- Born: Brigita Ivka Vuco February 11, 1999 (age 27) Split, Croatia
- Other names: Brigita, Brigita Vuco, By Brigita
- Occupation: Singer;
- Years active: 2020–present
- Children: 1
- Father: Siniša Vuco
- Relatives: Vilibald Vuco (brother)
- Musical career
- Genres: Trap music
- Instrument: Vocals

= Brigita Vuco =

Croatian singer-songwriter

Brigita Ivka Vuco (born 11 February 1999), known professionally as By Brigita, is a Croatian singer-songwriter. She is the youngest daughter of Siniša Vuco, a songwriter and singer, who is best known for his blend of hard rock music and pop-folk music.

==Life and career==
Brigita was born on February 11, 1999, in Split, as the youngest daughter of Croatian recording artist Siniša Vuco. In August 2020, it was speculated in the media that Brigita would present herself on the Croatian music scene with her first song, which is in a different genre of musical expression than her father's.

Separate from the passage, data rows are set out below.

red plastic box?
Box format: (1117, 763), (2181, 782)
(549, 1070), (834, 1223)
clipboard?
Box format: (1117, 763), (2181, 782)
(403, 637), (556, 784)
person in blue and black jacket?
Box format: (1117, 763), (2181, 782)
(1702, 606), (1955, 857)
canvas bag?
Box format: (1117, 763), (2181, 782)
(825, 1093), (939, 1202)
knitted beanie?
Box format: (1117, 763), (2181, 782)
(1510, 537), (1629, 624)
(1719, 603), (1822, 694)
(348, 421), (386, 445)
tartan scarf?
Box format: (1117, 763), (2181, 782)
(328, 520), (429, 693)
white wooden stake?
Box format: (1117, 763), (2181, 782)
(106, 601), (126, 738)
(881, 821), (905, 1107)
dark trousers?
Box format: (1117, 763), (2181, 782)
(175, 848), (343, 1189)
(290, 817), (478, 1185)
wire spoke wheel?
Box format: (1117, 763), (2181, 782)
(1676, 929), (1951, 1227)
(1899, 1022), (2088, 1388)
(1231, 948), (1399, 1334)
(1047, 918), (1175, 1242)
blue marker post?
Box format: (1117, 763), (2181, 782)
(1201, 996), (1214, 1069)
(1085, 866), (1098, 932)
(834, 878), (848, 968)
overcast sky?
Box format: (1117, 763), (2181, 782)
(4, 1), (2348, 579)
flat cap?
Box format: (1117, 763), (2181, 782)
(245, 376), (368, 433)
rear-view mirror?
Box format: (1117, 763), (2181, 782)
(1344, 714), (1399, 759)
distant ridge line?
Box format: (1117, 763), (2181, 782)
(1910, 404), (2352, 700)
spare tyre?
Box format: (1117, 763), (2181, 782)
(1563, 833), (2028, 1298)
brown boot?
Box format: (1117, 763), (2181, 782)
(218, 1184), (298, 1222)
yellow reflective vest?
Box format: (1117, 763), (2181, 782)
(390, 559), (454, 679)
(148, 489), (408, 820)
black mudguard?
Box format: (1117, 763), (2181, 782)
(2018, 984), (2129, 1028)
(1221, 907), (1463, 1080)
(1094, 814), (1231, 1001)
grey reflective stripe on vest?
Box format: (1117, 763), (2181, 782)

In December 2020, Vuco was announced as one of the 14 finalists for Dora 2021, the national contest in Croatia to select the country's Eurovision Song Contest 2021 entry. She performed the song "Noći pijane" (Drunken Nights), which she wrote and composed herself, and placed thirteen with a total of 15 points.

Brigita is the first trap performer in Dora's history.